Chicken Prices on the Rise

TRINIDAD & TOBAGO - President of the Central Pluck Shop Association, Rasheed Karim, claims that pluck shop owners are masking the price increase of chicken by using inflated pluck and gut charges.
calendar icon 29 July 2008
clock icon 2 minute read

Trinidad & Tobago Express reports that Mr Karim said that many pluck shops are used to keeping chicken prices really low, while at the same time charging customers up to $20 to have a chicken plucked and gutted.

He said his business charges the normal plucking fee, which is between $7 and $10. Some pluck shop owners interviewed by The Express charge $10.

Mr Karim added that the time for benefiting from lower chicken prices may be gone.

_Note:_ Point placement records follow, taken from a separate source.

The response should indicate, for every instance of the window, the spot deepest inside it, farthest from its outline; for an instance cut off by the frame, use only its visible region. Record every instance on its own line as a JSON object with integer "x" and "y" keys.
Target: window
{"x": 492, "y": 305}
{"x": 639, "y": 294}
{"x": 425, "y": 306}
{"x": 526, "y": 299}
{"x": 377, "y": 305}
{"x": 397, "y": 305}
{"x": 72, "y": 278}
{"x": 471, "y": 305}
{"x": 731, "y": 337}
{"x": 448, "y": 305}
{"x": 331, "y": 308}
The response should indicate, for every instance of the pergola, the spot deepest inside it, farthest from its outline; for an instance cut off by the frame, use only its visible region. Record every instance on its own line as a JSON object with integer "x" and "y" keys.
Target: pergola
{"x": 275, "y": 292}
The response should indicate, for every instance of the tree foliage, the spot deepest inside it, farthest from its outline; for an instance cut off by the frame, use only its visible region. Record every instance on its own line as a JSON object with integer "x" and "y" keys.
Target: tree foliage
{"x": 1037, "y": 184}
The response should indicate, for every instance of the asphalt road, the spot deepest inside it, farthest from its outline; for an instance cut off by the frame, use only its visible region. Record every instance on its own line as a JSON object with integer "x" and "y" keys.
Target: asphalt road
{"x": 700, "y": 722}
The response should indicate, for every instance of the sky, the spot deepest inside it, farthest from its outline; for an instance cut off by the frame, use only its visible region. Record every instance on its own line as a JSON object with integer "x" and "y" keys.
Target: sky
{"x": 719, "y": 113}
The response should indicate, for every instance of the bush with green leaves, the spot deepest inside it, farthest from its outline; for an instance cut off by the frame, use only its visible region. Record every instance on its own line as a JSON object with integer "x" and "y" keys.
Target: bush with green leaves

An attendant at Roger's Poultry Depot in Penal said that as of yesterday, the cost of chicken went up to $6 a pound, while Mr Karim is selling chicken at $5.80 per pound.

In April, chicken prices had dropped by 20 cents, according to the Consumer Affairs Division of the Ministry of Legal Affairs.

The small decrease was credited to normal market adjustments as there was a surplus of chicken on the market which farmers would then sell at a discounted price.

President of the Poultry Association, Robin Phillip, said chicken prices will be regularised within weeks.

"We are working off the surplus, prices would regularise to what they were before the surplus. We are hoping to regularise prices in the next few weeks,"said Mr Phillip.